22. The stored program code of claim 21 carrying out the further acts of:

wherein the processor:

when an intermediate portion in the path corresponding to the first block is the contactless portion tool path,

generates:

(A) a divided front block corresponding to a path including a path before the contactless portion tool path and including a path in front within the contactless portion tool path,

(B) a divided intermediate block only corresponding to a path being the intermediate portion in the path corresponding to the first block, the divided intermediate block being the divided contactless block, and

(C) a divided rear block corresponding to a path including a path in rear within the contactless portion tool path and including a path behind the contactless portion tool path;

converts the first block into the divided front block, the divided intermediate block, and the divided rear block; and

treats the divided intermediate block as the divided contactless block.

23. The stored program code of claim 20, wherein

the correction block is a block that changes a value of a parameter on a memory of the work machine that affects a tool diameter compensation address, and and that is different to a tool shape parameter on the memory of the work machine, when the correction block is executed by the work machine.

24. The stored program code of claim 21, wherein

the correction block is a block that changes a value of a parameter on a memory of the work machine that affects a tool diameter compensation address, and and that is different to a tool shape parameter on the memory of the work machine, when the correction block is executed by the work machine.

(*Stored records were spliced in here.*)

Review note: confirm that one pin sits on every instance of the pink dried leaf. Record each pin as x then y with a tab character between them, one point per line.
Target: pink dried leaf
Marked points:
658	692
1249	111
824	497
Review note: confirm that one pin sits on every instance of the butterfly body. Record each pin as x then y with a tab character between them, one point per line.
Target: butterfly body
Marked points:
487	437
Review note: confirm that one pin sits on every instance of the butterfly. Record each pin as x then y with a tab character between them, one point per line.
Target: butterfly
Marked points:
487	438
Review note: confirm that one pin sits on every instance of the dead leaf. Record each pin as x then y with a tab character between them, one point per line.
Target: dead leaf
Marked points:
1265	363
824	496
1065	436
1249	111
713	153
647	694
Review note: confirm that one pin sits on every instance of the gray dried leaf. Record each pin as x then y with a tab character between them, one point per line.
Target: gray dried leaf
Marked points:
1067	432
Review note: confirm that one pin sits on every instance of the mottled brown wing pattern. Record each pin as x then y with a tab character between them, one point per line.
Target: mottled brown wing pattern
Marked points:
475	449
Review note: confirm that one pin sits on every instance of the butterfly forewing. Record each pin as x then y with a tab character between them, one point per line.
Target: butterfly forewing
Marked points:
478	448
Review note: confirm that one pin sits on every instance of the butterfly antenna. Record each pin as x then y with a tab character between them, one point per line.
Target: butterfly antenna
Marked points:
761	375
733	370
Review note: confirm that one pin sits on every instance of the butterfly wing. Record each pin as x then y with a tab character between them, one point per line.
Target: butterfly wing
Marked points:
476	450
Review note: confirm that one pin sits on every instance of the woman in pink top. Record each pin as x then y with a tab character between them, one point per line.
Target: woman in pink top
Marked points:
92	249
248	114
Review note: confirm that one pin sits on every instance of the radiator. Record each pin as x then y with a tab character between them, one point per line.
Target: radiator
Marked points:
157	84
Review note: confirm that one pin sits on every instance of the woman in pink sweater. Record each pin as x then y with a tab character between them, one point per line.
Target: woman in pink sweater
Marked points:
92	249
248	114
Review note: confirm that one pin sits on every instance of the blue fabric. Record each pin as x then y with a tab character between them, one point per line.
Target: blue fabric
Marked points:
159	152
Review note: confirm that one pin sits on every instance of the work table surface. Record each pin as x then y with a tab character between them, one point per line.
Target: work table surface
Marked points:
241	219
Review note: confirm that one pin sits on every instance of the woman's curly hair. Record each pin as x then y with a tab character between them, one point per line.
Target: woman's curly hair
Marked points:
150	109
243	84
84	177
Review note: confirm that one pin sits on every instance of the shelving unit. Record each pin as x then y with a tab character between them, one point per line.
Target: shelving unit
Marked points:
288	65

25. The stored program code of claim 20, wherein

the processor adds a block including a comment that can identify the correction block.

26. The stored program code of claim 21, wherein

the processor adds a block including a comment that can identify the correction block.

27. The stored program code of claim 13, wherein

the tool route correction quantity is determined based on a spindle rigidity of the work machine or a rigidity of the tool.

28. The stored program code of claim 14, wherein

the tool route correction quantity is determined based on a spindle rigidity of the work machine or a rigidity of the tool.